It looks like “The end is near” sign may become the fashion accessory of the season. Last year the end of the Mayan Calendar in 2012 drew plenty of doomsday hype, including a movie. Evangelical radio broadcaster Harold Camping announced earlier this year that May 21, 2011 would be the date of the rapture. And a jeweler in Superior, Wisc., is selling his goods for 50 percent off during his Second Coming sale.
“I’m trying to be upfront with my faith and my position,” the jeweler told the Duluth News Tribune. “If anybody wants to see my jewelry or talk about the Lord’s coming, I’m here.” (One shopper’s response: “If Jesus really is coming back, why would I want diamonds?”)
Camping’s campaign includes 40 billion (yes, billion) billboards in Tennessee, and The Washington Post’s On Faith blog reported a Colorado woman paid $1,200 for “Save the Date!
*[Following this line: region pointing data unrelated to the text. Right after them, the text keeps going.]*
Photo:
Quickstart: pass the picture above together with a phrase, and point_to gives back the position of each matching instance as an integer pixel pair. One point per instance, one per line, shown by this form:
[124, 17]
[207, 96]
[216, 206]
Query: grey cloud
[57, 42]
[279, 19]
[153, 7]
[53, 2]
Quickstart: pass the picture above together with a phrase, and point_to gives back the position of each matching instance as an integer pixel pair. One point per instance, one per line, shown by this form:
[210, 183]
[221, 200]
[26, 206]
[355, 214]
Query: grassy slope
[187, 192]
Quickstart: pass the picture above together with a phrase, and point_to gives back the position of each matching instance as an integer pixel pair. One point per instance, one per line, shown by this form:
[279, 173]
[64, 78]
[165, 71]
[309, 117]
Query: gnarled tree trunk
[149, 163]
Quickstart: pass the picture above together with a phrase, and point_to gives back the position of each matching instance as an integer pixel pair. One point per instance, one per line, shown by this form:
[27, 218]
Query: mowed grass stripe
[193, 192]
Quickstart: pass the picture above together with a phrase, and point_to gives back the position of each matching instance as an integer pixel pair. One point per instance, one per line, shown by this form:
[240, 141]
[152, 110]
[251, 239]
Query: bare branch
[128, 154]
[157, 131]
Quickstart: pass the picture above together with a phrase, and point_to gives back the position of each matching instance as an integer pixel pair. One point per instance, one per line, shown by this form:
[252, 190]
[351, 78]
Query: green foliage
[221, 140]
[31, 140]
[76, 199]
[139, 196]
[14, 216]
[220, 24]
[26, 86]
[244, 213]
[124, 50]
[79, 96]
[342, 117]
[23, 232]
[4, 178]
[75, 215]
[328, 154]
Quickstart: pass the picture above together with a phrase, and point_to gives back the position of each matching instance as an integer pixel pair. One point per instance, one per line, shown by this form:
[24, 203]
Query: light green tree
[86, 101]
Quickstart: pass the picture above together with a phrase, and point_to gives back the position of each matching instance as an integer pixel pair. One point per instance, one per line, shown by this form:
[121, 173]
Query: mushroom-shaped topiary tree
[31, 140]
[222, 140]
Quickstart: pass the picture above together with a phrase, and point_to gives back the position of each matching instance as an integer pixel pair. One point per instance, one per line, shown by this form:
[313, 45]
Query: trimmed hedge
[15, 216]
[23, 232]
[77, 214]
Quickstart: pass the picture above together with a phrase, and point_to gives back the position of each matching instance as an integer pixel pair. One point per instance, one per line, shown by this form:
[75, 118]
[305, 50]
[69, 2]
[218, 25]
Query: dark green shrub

The Return of Christ: May 21, 2011” to run on bus stop benches.
I’m no Nostradamus, but I’d venture to predict that the world isn’t getting close to Armageddon. And, if it were, we wouldn’t know, according to the Bible — you know, Jesus saying that whole “Therefore, stay awake, for you do not know the hour” thing.
It’s easy to dismiss these Chicken Littles as a bit crazy, and maybe they are. Yet my hometown parish has its own sign hanging on its doors, and its words are a bit too close for apocalyptic comfort: “The Lord is near.”
If you’ve noticed, the Advent liturgical readings have gotten a bit doomsday themselves. The first Sunday’s Gospel proclaimed, “Repent, for the Kingdom of God is at hand,” and the second Sunday’s first reading from Isaiah had a similar theme: “Here is your God, he comes with vindication; with divine recompense he comes to save you.”
That’s because the Catholic Church has its own “The end is near” sign worked into its liturgical calendar. Yes, we’re anticipating Christmas, but what we’re really anticipating as a Christian church is the Second Coming of Christ. And while we can pick a day on the calendar or project a final year, we’ve got our own earthly end to worry about.
While stressing about May 11, 2011, I could get creamed by a car tomorrow while crossing the street. That makes the Final Judgment a bit closer than May.
The church isn’t about shocking us to seek salvation through dateline gimmicks and Second Coming close-out sales. Rather, it would prefer we heed the advice of Jesus Christ and “stay awake,” meaning constant vigilance, for we know not the day, nor the hour.
And that might be worth a billboard sign.